To have or not to have
Friday, 20 July 2007 11:30I just read in this comment:
I'd write
mae ganddi hi for 'she has'
mae ganddo fo for 'he has'
and it struck me how similar it is to Maltese: jien għandi "I have", hu għandu "he has", hi għandha "she has". Purely by coincidence, of course, but still fun.

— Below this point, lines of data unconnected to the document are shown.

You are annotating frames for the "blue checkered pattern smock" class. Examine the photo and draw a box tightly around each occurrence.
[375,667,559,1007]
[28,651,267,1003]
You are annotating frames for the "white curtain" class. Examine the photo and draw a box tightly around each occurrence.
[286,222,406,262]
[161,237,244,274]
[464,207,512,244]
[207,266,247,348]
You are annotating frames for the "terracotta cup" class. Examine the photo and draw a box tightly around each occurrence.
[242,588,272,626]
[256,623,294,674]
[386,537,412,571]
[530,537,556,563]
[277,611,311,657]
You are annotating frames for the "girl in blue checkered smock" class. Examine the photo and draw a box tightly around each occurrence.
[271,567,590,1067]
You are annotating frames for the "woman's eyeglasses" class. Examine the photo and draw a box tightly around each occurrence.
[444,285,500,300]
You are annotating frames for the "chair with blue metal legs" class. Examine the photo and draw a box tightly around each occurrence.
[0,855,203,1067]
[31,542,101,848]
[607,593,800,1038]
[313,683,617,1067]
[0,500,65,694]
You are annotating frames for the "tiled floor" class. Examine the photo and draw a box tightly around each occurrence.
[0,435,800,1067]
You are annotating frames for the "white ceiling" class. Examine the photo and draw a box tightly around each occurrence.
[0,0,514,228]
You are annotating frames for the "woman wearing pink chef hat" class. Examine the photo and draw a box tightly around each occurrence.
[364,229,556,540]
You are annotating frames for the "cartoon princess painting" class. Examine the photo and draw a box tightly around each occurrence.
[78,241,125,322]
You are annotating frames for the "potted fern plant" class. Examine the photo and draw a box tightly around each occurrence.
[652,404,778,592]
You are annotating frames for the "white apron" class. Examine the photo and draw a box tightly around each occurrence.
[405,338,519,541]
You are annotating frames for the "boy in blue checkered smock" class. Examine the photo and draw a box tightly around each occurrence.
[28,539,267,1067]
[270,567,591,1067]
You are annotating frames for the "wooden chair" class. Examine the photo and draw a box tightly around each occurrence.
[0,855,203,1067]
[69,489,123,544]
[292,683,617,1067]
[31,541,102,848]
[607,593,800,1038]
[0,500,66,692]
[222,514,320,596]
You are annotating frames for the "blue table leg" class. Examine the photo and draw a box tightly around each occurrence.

(And also how the construction works out: apparently, in Welsh, "I have" is literally "Is with me", and in Maltese, "I have" is also "(I) at-me" (with "is" understood, e.g. "at-me a table" = "at me, there is a table" = "I have a table"). Though AFAIK you can also treat it like a verb and, for example, put an optional subject pronoun in front, so you could have "jien għandi mejda", or literally "I at-me table".)
no subject
Date: Friday, 20 July 2007 14:00 (UTC)no subject
Date: Friday, 20 July 2007 20:58 (UTC)Hmmm,
I would have said
"Mae stampau gyda fi".
NB: Not a Welsh speaker, but I did 4 years of it in School.
no subject
Date: Friday, 20 July 2007 21:15 (UTC)For "I have a table", I would say Mae bwrdd 'da fi. But this is a colloquial southern way of phrasing this and I know northerners who would prefer Mae gen i fwrdd or Mae gynna i fwrdd.